Step 7: Post-Process the Voice Call (Optional)
Atlas stores the transcript. What you do with it is up to you. Register a listener for VoiceCallCompleted to post-process:
// In a service provider or EventServiceProvider
use Atlasphp\Atlas\Events\VoiceCallCompleted;
use App\Listeners\HandleVoiceCallCompleted;
Event::listen(VoiceCallCompleted::class, HandleVoiceCallCompleted::class);// app/Listeners/HandleVoiceCallCompleted.php
use Atlasphp\Atlas\Events\VoiceCallCompleted;
use Atlasphp\Atlas\Atlas;
use Atlasphp\Atlas\Messages\SystemMessage;
use Atlasphp\Atlas\Persistence\Models\VoiceCall;
use Atlasphp\Atlas\Persistence\Services\ConversationService;
class HandleVoiceCallCompleted
{
public function handle(VoiceCallCompleted $event): void
{
if ($event->transcript === []) return;
$voiceCall = VoiceCall::find($event->voiceCallId);
// Format transcript for the summarizer
$formatted = collect($event->transcript)
->map(fn ($t) => ucfirst($t['role']).': '.$t['content'])
->implode("\n");
// Generate a summary
try {
$response = Atlas::text('xai', 'grok-3-mini-fast')
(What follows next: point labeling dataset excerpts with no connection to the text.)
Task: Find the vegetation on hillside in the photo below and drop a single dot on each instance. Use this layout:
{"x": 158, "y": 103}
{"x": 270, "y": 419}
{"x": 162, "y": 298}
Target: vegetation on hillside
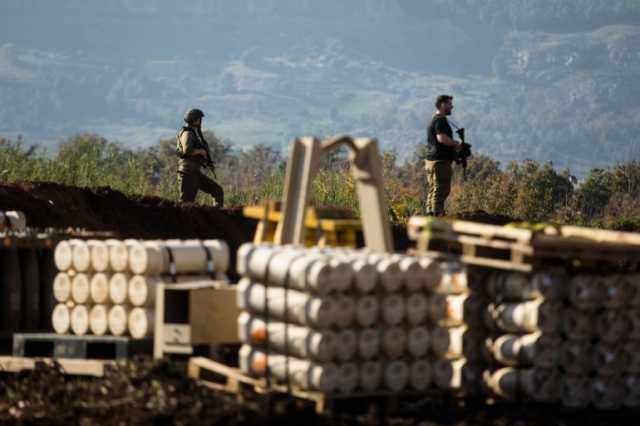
{"x": 528, "y": 191}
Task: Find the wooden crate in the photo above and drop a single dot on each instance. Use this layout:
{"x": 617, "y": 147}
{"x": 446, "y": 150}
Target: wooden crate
{"x": 82, "y": 367}
{"x": 193, "y": 314}
{"x": 51, "y": 345}
{"x": 513, "y": 248}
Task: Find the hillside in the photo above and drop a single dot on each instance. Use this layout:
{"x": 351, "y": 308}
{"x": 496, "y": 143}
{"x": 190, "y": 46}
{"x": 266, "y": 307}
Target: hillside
{"x": 550, "y": 80}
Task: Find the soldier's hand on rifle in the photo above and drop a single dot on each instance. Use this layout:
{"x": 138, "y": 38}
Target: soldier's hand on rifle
{"x": 201, "y": 152}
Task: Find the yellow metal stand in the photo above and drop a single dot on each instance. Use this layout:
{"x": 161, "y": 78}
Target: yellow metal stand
{"x": 319, "y": 232}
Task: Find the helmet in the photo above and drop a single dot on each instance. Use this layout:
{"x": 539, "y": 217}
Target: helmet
{"x": 192, "y": 115}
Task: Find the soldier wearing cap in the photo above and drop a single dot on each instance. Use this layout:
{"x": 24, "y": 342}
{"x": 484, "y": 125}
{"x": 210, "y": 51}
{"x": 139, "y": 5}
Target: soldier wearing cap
{"x": 442, "y": 151}
{"x": 193, "y": 152}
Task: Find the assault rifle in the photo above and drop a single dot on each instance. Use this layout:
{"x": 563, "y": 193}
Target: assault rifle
{"x": 208, "y": 160}
{"x": 464, "y": 153}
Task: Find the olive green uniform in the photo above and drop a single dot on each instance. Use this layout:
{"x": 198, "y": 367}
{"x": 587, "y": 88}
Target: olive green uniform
{"x": 190, "y": 177}
{"x": 438, "y": 165}
{"x": 439, "y": 173}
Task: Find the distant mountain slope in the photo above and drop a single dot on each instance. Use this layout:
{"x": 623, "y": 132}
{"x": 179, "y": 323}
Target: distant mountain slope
{"x": 552, "y": 80}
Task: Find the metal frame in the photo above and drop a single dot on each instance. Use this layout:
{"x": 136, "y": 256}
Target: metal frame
{"x": 366, "y": 169}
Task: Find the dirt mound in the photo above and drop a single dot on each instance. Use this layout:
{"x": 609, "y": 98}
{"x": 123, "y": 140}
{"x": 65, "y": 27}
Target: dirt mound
{"x": 145, "y": 392}
{"x": 53, "y": 205}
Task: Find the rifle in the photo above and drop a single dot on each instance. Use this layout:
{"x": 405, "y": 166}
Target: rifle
{"x": 209, "y": 160}
{"x": 464, "y": 153}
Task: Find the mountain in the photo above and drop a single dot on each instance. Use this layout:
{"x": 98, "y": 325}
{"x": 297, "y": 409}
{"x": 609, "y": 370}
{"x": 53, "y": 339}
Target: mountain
{"x": 551, "y": 80}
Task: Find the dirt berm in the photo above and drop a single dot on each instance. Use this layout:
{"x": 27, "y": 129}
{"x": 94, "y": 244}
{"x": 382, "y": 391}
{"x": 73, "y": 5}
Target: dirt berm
{"x": 52, "y": 205}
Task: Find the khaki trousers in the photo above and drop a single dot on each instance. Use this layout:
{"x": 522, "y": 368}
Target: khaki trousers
{"x": 439, "y": 174}
{"x": 192, "y": 181}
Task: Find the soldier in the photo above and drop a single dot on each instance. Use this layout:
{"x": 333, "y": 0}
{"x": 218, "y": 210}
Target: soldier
{"x": 193, "y": 151}
{"x": 441, "y": 152}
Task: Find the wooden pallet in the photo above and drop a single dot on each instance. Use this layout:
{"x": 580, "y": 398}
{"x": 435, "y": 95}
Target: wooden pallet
{"x": 224, "y": 378}
{"x": 220, "y": 377}
{"x": 473, "y": 243}
{"x": 78, "y": 347}
{"x": 520, "y": 249}
{"x": 81, "y": 367}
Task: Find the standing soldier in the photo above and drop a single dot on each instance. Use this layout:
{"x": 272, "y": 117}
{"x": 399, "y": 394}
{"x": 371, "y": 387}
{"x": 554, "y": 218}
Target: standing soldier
{"x": 193, "y": 151}
{"x": 441, "y": 152}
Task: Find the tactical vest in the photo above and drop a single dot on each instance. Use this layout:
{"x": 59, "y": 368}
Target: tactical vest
{"x": 179, "y": 151}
->instructions('Summarize this voice call in 2-3 sentences. Focus on key topics and action items.')
->message($formatted)
->asText();
$voiceCall->update(['summary' => $response->text]);
// Inject summary into the conversation so the text agent sees it
if ($event->conversationId) {
$conversations = app(ConversationService::class);
$conversation = $conversations->find($event->conversationId);
$conversations->addMessage($conversation, new SystemMessage(
content: "[Voice call summary]\n{$response->text}"
));
}
} catch (\Throwable $e) {
logger()->error('Voice call post-processing failed', [
'voice_call_id' => $event->voiceCallId,
'error' => $e->getMessage(),
]);
}
}
}If you don't register a listener, the transcript is still stored in the VoiceCall record. You can query and process it later.
See Voice Modality — Post-Processing Patterns for more options.
Audio Format
OpenAI and xAI use PCM16 at 24kHz. ElevenLabs uses PCM16 at 16kHz by default (configurable). The browser captures mic audio, encodes as base64 PCM16, and sends over the WebSocket. Response audio is decoded for Web Audio API playback.
Tool Endpoint Reference
Route: POST /atlas/voice/{sessionId}/tool
| Field | Type | Required | Description |
|---|---|---|---|
name | string | Yes | Tool function name |
arguments | string | Yes | JSON-encoded arguments |
call_id | string | No | Provider-assigned tool call ID (generated if not provided) |
Response:
{ "output": "Tool result string" }Close Endpoint Reference
Route: POST /atlas/voice/{sessionId}/close
| Field | Type | Required | Description |
|---|---|---|---|
turns | array | No | Final transcript turns (existing transcript used if not provided) |
Response: 204 No Content
Fires events in order:
VoiceCallCompleted— with full transcript and duration (for post-processing)VoiceSessionEnded— with provider and session ID (for cleanup)
Idempotent. Cleans up cached session data and marks the linked execution as completed.
Transcript Endpoint Reference
Route: POST /atlas/voice/{sessionId}/transcript
| Field | Type | Required | Description |
|---|---|---|---|
turns | array | Yes | Turn objects |
turns.*.role | string | Yes | user or assistant |
turns.*.content | string | Yes | Transcript text |
Response:
{ "saved": true }Atomically replaces the VoiceCall transcript. No messages are created.